In a devastating move, Congress did not intervene and stop the 2.8% Medicare Physician Fee Schedule payment cut for 2025. Therefore, the cut took effect on January 1, 2025. When medical practice inflation is factored in, this is in effect a 6.3% payment cut to physicians.
This cut results from the expiration of a 2.93% temporary Congressional update to the conversion factor at the end of 2024 and a freeze on fee schedule inflation updates until 2026 under the Medicare Access and CHIP Reauthorization Act (MACRA).
When Congress enacted MACRA in 2015, it only provided payment updates through 2020, inaccurately assuming that all physicians would be in Alternative Payment Models by then. Unfortunately, CMS has since only approved a handful of payment models, leaving most physicians unable to participate in value-based APMs, while at the same time being denied annual inflation updates.
Although there was a bipartisan, bicameral agreement in Congress to stop the Medicare physician payment cut, extend the expiring health care programs and fund the government through 2025, Congressional leaders were forced to scale-back the entire package and they dropped many programs, including the measure to avert the Medicare physician payment cut.
The year-end legislation eventually adopted by Congress on December 20, 2024, only keeps the government funded through March 14, 2025. The pandemic-era telehealth waivers were extended through March 31, 2025.

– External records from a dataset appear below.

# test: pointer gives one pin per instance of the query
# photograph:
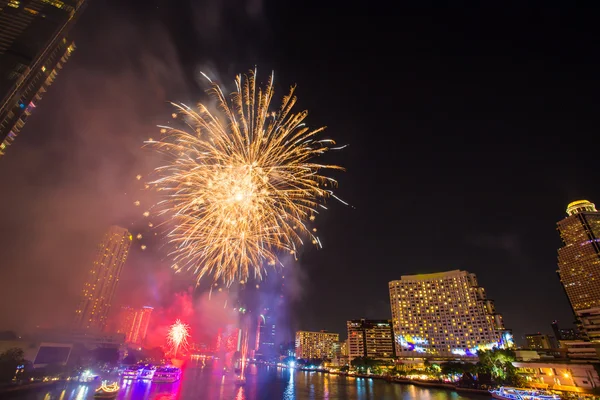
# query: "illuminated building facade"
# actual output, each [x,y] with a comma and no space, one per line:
[34,46]
[370,338]
[444,314]
[540,341]
[316,344]
[265,336]
[579,258]
[133,322]
[99,288]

Many Congressional leaders in both parties have since vowed to reverse the cuts in the March 14, 2025, legislative package to keep the government funded. But for now, the cuts are in effect and claims are being paid at the lower amount until Congress intervenes.

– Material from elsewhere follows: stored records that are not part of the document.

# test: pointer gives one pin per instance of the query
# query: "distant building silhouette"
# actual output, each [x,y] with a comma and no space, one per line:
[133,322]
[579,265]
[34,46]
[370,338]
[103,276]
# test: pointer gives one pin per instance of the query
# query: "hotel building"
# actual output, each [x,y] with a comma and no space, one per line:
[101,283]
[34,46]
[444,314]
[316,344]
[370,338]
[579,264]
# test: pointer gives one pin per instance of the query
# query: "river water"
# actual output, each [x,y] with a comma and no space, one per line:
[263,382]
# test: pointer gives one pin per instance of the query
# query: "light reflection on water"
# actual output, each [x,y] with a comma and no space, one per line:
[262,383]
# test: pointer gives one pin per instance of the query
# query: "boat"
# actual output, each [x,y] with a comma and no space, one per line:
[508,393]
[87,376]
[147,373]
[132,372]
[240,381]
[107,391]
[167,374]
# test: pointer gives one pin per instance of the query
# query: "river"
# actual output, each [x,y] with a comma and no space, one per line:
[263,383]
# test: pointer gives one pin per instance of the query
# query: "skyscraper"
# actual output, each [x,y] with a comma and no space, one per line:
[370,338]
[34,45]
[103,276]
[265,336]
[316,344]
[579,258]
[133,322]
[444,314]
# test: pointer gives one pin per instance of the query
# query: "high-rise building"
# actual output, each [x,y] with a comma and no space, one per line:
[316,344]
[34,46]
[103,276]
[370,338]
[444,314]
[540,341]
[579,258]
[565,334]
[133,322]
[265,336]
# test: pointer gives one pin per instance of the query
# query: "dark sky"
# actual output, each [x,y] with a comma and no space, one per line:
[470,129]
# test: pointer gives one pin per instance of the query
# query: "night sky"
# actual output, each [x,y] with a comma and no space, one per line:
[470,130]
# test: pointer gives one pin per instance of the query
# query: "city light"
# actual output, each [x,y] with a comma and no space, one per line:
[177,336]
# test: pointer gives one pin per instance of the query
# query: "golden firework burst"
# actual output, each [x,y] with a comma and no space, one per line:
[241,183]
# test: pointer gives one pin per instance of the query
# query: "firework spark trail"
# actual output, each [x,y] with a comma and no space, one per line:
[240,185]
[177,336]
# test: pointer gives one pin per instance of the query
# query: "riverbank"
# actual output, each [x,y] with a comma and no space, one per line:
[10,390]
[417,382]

California physicians are extremely angry with Congress for allowing the Medicare payment cuts to happen. At a time when physicians are struggling to keep their doors open and millions of Americans are unable to get timely access to care, these cuts will push physicians to retire early, reduce the number of Medicare patients they see or shut their doors entirely – all of which hurts patients. Any future agreement from Congress must stop these cuts to Medicare in their entirety. Anything short of that is a failure to serve America’s seniors.